Getting Back into the Stream of Spirited Work and Life

Yes, it’s been a while since I last blogged. An overload of work has made workdays extra long and my blogging time minimal. The death of a friend across country interrupted the work flow and made me more keenly aware of how short and precious life is. Reconnections with old friends and family there make me feel sad that I’ve missed so much by being too little in their fascinating lives, yet hopeful about the possibilities for richer friendships.

Never has it been more obvious that real life can’t be broken into categories such as work, life, money, children or fun. Everything important always happens right when we’re smack dab in the middle of seeming contradictory challenges. How to do the tasks that need to be done versus the work our soul calls us to? How to find time to mourn and reflect in the midst of work that needs to be done and life that needs to be lived right now? How to follow one calling, complete one task, when there are dozens or hundreds or thousands to be done?
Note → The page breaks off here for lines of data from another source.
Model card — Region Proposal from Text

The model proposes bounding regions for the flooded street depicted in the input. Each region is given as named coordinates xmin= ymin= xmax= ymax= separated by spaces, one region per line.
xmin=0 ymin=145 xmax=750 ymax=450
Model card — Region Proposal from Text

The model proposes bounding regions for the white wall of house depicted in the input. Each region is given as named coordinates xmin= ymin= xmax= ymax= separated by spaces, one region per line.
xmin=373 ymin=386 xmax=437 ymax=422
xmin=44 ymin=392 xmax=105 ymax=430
Organized as Our Datebooks and Files May Be, Only Spirit Can Provide True Order

Guided by spirit, it becomes more clear what’s essential and what is not, what’s ours to do and what is not. Anchored in spirit while doing one task, we see more clearly how to handle another. Because spirit takes us into the essence where such realities as work, money and the rest of life organically interact, we find that working well on any task enhances the others.
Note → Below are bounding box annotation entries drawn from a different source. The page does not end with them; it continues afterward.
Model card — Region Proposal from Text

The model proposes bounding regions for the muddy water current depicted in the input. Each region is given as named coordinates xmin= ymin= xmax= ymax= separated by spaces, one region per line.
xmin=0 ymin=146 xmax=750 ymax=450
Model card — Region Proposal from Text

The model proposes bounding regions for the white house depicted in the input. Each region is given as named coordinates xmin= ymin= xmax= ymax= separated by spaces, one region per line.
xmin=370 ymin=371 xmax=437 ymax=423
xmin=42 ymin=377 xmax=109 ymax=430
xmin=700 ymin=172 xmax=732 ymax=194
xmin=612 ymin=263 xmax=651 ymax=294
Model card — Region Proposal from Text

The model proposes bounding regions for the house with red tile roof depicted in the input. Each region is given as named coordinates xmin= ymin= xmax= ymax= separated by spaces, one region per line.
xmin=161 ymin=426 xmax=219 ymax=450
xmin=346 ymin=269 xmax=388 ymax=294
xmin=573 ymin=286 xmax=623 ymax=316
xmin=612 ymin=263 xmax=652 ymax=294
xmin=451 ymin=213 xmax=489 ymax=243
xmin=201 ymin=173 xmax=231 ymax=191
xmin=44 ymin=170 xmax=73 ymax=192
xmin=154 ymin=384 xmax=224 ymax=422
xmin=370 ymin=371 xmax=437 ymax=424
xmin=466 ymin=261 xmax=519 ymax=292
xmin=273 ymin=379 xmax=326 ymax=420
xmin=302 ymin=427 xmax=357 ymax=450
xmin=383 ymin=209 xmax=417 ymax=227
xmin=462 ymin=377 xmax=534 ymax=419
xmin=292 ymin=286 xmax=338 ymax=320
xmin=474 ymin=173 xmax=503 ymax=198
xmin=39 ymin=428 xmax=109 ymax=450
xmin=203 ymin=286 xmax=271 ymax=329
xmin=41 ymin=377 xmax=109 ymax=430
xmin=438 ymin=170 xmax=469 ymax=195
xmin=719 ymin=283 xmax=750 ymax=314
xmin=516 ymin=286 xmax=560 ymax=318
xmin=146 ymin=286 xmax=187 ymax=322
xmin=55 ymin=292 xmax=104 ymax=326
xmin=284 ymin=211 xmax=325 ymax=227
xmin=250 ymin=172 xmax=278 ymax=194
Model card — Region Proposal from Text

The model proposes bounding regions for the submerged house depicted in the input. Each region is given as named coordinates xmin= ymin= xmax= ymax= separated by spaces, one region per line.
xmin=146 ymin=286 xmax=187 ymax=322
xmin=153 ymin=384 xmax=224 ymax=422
This means that the same consciousness that helps us deal gracefully with a nasty boss can also help us end the workday with more time and energy for family. While working out the intricacies of a due diligence document, we’re in an orderly state that helps grief or old pains heal, that makes personal issues fit better together.

Sometimes Spirit Calls Us to Stay Focused and On Track …

Remember the Little Engine That Could? By focusing on her calling, she overcame obstacles that bigger, shinier engines avoided. Yes, a big part of her success was her internal motivation and her constant self talk, “I think I can,” but an equally big part of it was sticking on track.

I’m one of these people who always has a problem staying on track. I could, for instance, turn out 47 blog posts in a few weeks and none for months. Discipline for me requires not just getting past the resistant part that just won’t do what anyone tells me to do — even me. Worse, I’ve got to say no to those voices that say before I post again, I’ve got to create the perfect explanation for why I stopped so long, the perfect entrée back into the stream, the perfect apology, the perfect whatever.

… and Sometimes Spirit Calls Us to Create a New Track, or Return to Our Old Track with Renewed Insight.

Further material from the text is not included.